"Comédies, I", de William Shakespeare

Publié le par Emmanuelle Caminade

"Comédies, I", de William Shakespeare

Le volume 1 des Comédies de Shakespeare - cinquième tome des oeuvres complètes bilingues initiées en 2002 par Gallimard dans sa prestigieuse collection La Pléiade - réunit les six premières pièces appartenant à la période "maniériste". Et cette édition intégrale des dix-huit comédies de l'illustre dramaturge anglais se poursuivra avec un deuxième volume concernant la période "baroque", et un troisième les dernières comédies "romanesques".

Outre de réunir tout le théâtre comique en trois tomes qui lui seront spécifiquement consacrés et de proposer de nouvelles traductions, l'atout majeur de cette nouvelle édition réside sans conteste dans la présence du texte anglais original sur la page de gauche, auquel nous pouvons commodément nous reporter depuis sa traduction en vis à vis (à moins que fin angliciste, on opère à l'inverse ...)

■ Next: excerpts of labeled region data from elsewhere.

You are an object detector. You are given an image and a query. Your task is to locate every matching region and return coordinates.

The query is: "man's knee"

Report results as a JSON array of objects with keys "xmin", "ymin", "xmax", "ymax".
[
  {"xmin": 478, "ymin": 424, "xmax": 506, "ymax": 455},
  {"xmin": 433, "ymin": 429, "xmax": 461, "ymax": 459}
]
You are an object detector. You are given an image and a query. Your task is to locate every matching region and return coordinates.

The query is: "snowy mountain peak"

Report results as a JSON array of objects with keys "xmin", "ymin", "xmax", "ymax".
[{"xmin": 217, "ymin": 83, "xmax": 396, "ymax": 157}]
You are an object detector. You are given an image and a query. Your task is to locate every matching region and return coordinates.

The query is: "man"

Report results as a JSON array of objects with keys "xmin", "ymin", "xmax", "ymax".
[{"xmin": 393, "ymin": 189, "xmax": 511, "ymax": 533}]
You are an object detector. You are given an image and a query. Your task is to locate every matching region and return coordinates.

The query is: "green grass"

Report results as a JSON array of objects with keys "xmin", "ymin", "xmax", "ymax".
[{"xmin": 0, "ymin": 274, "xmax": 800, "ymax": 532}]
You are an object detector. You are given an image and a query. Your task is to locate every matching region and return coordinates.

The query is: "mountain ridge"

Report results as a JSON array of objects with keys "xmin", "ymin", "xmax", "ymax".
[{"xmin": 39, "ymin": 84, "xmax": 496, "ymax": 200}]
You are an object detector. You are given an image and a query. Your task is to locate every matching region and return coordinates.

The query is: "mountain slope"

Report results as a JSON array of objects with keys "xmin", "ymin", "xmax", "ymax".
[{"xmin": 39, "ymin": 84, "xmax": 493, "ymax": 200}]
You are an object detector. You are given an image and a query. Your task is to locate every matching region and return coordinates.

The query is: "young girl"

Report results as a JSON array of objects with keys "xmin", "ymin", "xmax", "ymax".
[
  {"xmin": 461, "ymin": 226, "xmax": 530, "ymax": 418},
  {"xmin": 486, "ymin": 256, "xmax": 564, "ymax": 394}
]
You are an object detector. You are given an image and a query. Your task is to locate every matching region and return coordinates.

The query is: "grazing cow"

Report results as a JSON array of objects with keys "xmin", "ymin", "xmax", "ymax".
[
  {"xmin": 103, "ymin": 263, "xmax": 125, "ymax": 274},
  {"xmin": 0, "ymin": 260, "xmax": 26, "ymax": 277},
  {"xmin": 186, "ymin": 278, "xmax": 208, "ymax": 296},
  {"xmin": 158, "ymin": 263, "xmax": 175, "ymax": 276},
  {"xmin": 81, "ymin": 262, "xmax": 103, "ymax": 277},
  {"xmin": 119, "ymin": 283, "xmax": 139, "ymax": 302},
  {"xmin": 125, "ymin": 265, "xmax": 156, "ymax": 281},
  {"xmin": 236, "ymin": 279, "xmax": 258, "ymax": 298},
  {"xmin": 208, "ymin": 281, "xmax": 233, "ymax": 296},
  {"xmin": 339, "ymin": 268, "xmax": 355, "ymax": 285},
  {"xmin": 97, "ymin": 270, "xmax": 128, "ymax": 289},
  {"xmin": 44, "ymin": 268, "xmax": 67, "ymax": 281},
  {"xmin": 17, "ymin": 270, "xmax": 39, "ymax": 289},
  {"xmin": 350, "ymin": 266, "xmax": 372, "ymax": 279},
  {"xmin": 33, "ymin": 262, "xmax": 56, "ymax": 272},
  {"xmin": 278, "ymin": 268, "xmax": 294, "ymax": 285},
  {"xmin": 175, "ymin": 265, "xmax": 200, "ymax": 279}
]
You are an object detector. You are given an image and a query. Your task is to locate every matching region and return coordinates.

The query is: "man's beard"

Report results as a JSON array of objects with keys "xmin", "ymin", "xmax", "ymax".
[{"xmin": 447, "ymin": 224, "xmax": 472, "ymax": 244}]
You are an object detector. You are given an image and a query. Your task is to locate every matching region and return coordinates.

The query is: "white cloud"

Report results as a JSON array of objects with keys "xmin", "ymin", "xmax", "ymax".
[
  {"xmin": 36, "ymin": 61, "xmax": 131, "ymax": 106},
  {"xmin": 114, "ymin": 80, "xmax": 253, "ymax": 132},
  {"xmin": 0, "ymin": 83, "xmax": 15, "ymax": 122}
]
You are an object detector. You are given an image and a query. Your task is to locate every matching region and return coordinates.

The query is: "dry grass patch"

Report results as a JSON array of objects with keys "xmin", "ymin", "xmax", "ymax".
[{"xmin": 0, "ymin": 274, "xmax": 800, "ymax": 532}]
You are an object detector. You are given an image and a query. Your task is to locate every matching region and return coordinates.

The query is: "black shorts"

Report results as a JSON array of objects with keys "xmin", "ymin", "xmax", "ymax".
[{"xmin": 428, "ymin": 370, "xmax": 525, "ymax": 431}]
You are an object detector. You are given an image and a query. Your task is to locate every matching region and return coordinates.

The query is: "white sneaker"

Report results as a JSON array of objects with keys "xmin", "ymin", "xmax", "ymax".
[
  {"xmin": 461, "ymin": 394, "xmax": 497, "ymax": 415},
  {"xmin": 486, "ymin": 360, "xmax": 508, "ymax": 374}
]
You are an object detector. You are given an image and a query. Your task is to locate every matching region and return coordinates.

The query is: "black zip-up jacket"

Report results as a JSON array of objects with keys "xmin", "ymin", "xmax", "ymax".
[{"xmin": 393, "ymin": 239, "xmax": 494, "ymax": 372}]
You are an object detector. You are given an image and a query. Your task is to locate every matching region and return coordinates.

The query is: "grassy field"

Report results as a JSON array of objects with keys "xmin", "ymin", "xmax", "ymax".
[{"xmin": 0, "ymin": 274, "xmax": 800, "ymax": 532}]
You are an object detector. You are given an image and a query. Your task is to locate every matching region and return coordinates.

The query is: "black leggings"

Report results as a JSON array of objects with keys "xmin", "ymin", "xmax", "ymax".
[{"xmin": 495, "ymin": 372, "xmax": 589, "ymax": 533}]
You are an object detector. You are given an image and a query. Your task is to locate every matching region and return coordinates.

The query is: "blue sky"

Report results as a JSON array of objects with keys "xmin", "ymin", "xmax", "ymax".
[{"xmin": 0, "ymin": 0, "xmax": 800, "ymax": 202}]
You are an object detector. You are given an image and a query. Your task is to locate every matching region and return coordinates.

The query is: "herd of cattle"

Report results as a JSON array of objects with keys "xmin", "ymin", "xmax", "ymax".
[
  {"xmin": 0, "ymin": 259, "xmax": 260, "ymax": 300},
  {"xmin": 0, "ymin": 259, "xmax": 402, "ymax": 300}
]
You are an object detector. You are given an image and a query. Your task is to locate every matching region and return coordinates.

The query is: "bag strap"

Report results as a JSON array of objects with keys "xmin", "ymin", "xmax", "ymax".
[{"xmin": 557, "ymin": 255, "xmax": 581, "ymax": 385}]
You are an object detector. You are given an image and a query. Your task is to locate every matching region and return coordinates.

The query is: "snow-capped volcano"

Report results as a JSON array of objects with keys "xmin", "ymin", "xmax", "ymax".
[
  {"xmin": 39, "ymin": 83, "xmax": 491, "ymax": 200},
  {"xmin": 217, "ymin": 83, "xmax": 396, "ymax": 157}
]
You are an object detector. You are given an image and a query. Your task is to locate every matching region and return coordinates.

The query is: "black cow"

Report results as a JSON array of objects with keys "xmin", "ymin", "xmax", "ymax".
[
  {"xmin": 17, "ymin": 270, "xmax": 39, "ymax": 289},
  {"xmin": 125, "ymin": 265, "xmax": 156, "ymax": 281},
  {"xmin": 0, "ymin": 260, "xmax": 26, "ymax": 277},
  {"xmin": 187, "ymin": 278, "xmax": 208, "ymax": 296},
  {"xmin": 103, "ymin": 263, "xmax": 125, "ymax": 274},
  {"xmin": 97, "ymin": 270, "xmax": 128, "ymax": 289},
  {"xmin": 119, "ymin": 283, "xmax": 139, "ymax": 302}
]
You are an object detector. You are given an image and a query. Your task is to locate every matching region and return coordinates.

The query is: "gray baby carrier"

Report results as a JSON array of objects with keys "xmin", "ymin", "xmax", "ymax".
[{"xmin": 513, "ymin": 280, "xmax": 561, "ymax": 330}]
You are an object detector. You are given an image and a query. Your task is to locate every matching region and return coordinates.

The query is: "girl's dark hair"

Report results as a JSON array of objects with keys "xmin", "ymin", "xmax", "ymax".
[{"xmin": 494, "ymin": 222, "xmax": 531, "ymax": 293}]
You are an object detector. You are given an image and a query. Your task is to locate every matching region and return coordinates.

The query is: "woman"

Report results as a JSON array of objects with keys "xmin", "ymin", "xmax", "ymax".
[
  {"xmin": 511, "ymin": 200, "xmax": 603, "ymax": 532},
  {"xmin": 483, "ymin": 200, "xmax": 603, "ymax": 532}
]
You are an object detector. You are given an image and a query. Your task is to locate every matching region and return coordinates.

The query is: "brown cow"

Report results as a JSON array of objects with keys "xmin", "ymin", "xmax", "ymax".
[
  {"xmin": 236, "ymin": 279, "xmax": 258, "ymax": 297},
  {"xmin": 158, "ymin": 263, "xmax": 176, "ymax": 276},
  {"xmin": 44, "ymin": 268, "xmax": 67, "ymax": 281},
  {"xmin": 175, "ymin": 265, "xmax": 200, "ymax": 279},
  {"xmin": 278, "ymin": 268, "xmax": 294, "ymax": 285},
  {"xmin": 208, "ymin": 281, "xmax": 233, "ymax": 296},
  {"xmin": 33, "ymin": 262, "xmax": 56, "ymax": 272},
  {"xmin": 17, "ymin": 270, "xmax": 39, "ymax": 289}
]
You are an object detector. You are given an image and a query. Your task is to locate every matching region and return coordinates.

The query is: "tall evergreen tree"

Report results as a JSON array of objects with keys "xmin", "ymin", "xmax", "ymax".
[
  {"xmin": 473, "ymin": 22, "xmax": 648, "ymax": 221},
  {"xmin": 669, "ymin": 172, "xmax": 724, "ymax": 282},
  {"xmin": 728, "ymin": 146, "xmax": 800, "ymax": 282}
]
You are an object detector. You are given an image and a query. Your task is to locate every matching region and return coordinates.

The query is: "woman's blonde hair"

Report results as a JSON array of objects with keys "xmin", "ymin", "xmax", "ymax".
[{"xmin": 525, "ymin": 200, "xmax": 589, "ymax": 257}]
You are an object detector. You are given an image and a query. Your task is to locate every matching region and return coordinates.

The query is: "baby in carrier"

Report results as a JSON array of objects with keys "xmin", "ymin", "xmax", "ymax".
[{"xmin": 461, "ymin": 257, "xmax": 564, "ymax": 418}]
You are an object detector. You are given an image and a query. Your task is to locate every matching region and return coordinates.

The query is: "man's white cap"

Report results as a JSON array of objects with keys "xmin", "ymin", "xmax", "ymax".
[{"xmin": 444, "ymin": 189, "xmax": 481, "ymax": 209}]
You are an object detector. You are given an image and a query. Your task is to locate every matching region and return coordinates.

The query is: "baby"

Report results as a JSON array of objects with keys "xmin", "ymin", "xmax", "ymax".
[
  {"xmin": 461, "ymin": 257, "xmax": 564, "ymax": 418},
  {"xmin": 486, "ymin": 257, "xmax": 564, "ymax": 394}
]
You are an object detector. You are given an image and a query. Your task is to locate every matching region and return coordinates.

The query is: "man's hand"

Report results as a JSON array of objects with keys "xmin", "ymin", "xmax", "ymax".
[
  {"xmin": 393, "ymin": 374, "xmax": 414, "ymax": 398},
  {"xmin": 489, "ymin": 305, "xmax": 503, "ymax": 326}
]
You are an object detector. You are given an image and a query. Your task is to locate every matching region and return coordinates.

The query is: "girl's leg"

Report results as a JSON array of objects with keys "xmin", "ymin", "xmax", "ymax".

S'il n'est pas toujours aisé de déterminer la date exacte de ces comédies qui ne furent pas imprimées du vivant de Shakespeare mais sont parfois mentionnées dans certains écrits de l'époque ou font allusion à un contexte contemporain de l'auteur, l'étude de leurs caractéristiques stylistiques - et notamment la proportion comparée de vers et de prose comme de vers rimés et non rimés ou l'alternance de phrases courtes et longues - permet aux spécialistes d'en établir une chronologie relativement précise. Au fil du temps, l'écriture shakespearienne évolue en effet vers une "prose fluide et ondoyante". Ses pièces ont, de plus, tendance à s'obscurcir et à se complexifier.

 

Ces premières comédies dont certaines, rarement jouées en France, sont peu connues du public, s'avèrent très diverses par leur sujet. Mais La comédie des erreurs, Les deux gentilhommes de Vérone, Le dressage de la rebelle (La mégère apprivoisée), Peines d'amour perdues, Le songe d'une nuit d'été  et  Le marchand de Venise  peuvent être fédérées par cette même "manière" de puiser dans l'Antiquité gréco-latine vénérée par la Renaissance, et de la recycler en la détournant et la parodiant. Shakespeare y procède en effet à une "mise à distance ironique de ces héritages majeurs", maîtrisant "l'art de faire du neuf avec du vieux", sa "manière de faire" l'emportant sur la matière empruntée.

On ne compte plus les entorses délibérées aux règles classiques élémentaires, l'auteur goûtant fortement le mélange des genres et les variations de registres, les dissonances et les décalages langagiers qui mêlent le précieux et le bouffon sur un mode poétique et ne laissent pas toujours l'apanage des calembours aux valets insolents. Et, se moquant des symbolismes habituels, Shakespeare déconstruit les métaphores du langage en se livrant à une satire verbale jubilatoire (1). Il s'adonne également à des jeux de miroirs en cascade, à des démultiplications de points de vue et à des enchâssements théâtraux, à des constructions en abyme vertigineuses et des chassés-croisés labyrinthiques, et il cultive le paradoxe avec délectation, s'amusant à raisonner contre l'esprit en poussant jusqu'au bout la logique de l'absurde.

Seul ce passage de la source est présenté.